Project 1 Benson
Projects ·First Week of Metis!
It’s the first week of Metis and we are starting it off on a Tuesday due to Martin Luther King’s holiday. Although everyone out there (not in the bootcamp) are rejoicing for the day off, I know what this really means… We will have to cram five days of material into four and have one less day to work on our project which is still due on the same Friday. As expected the first week started as intense as I expected and the shorter time span made this even more so.
So let the fun begin… Project 1 Benson
We received an email from WomenTechWomenYes asking our team to use the power of analytics to help optimize the effectiveness of their street teams’ promotion of their annual event gala scheduled to occur early summer. These street teams will be located near subway stations to pass out flyers to patrons where they can receive free tickets to the gala. The goal of the gala is to increase women’s interest in technology and fundraise for scholarships.
Our task is to identify the optimal subway stations to place these street teams to increase attendance to the gala and maximize the likelihood of donations to the organization.
There are a couple of assumptions we made before proceeding to our analysis.
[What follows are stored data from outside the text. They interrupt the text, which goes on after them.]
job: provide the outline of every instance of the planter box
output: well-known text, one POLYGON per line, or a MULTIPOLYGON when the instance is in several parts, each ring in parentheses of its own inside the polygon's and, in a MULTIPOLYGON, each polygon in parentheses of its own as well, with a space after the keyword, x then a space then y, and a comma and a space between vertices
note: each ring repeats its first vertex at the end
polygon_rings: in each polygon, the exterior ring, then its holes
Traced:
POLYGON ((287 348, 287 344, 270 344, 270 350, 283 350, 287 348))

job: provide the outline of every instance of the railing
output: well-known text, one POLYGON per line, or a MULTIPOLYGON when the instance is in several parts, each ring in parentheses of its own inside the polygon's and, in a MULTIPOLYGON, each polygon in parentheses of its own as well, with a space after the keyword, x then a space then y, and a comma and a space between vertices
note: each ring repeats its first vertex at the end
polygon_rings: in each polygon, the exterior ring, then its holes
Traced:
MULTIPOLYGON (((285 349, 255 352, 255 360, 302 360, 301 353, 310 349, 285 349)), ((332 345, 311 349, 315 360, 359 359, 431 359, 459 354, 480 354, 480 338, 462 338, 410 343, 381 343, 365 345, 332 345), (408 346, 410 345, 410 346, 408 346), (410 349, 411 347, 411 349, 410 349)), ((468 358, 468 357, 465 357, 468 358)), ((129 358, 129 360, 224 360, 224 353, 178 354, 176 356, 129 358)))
We assumed the gala event would occur in mid June of 2018. Therefore it made the most sense to analyze the MTA data three months prior to the event. We decided to analyze data from March through the first week of June and went back to 2015 to further increase the accuracy of the statistics. In addition we are assuming the street teams are able to cover 10 stations.
The target audience are people who hold a degree, as this can be a strong indicator that they are interested in technology. We are not only interested in filling up the seats to the gala but to fill it up with wealthy donors to donate to the cause. Therefore we are targeting wealthy individuals making at least six figures. Furthermore we are looking for people between the ages of 25 – 65. We thought this was a reasonable age range where people would either be already starting their careers in technology and are wealthy enough to donate.
Approach
We had to use New York’s MTA Turnstile data as our base point in our analysis which is free and available online.Luckily the data was very clean and easy to understand. The essential numbers to our analysis is analyzing the total foot traffic which is the sum of entries and exits. The entries and exits were cumulative so we had to make sure to calculate the total foot_traffic at that time of day.
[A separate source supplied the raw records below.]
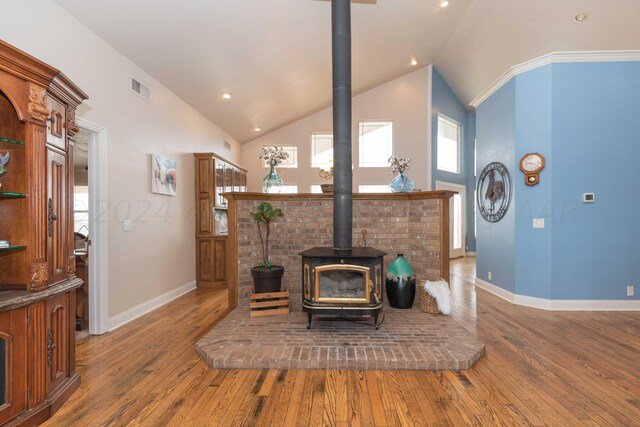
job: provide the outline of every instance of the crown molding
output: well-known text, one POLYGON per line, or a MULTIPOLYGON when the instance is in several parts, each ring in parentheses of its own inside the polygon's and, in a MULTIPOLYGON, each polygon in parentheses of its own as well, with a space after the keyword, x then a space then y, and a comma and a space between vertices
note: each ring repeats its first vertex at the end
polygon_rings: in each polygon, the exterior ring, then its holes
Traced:
POLYGON ((469 103, 472 108, 480 104, 507 84, 515 76, 549 64, 567 62, 632 62, 640 61, 640 50, 596 50, 584 52, 552 52, 530 61, 514 65, 469 103))

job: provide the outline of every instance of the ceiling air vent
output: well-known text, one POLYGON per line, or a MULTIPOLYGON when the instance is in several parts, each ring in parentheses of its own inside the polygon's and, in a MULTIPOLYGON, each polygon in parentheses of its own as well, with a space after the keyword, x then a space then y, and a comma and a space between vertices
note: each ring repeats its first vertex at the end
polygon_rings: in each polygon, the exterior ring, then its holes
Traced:
POLYGON ((227 150, 231 150, 231 144, 229 144, 227 141, 224 142, 224 148, 226 148, 227 150))
POLYGON ((151 101, 151 89, 135 77, 131 77, 131 90, 147 101, 151 101))

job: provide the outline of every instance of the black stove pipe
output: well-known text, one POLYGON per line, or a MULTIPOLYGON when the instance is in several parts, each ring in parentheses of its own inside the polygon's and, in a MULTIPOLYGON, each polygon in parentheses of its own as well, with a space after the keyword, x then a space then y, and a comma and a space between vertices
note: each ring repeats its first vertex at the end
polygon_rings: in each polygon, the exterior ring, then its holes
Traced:
POLYGON ((351 0, 331 0, 333 60, 333 248, 352 249, 351 0))

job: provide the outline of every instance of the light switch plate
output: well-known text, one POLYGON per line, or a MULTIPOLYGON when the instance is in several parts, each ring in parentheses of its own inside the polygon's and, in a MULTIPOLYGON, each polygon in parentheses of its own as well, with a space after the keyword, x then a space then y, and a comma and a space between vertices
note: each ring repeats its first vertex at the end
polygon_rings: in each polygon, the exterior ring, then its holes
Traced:
POLYGON ((533 218, 533 228, 544 228, 544 218, 533 218))
POLYGON ((582 202, 583 203, 595 203, 596 202, 596 193, 582 193, 582 202))
POLYGON ((122 231, 131 231, 131 220, 125 219, 122 222, 122 231))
We were also able to attain data of median household income, education attainment, and household totaling 200K from people between 25-65.
Since we are including multiple metrics in determining the optimal subway station, we decided to create an algorithm to calculate the ‘station value’ where we assigned different weights to each metric. We weighed foot traffic 50%, income and age 20%, and education attainment 30%.
Due to the locational aspect of this project, I was able to use ArcGis to map out the locations of the stations. We mapped out each station with different size bubbles with respect to its foot traffic. There were three stand out stations with the most traffic: 116th Street, 59 Street, and Wall Street.
A horizontal bar chart was supplemented with the map to show the top 10 stations with the most foot traffic. We followed this similar analysis with each metric.
It was pretty cool and informative when I overlapped all of the metrics onto one map so we could see which station had the most overlap.
However the map did look a bit busy so we also provided a map of each station by its station value. The map looked considerably clearer in determining which station were the most optimal. We were able to provide the top 10 stations with the highest scores.
If we had more time to work on the project we would have loved to incorporate more metrics to better capture our target audience. The NAICS has a technology sector code denoting the percent of people in technology related fields. This would have been very helpful in locating people that are interested in technology. Furthermore we could have used data of people holding computer science, math, and engineering degrees. These two datasets would have greatly improve finding people to attend and donate to the WYWT organization.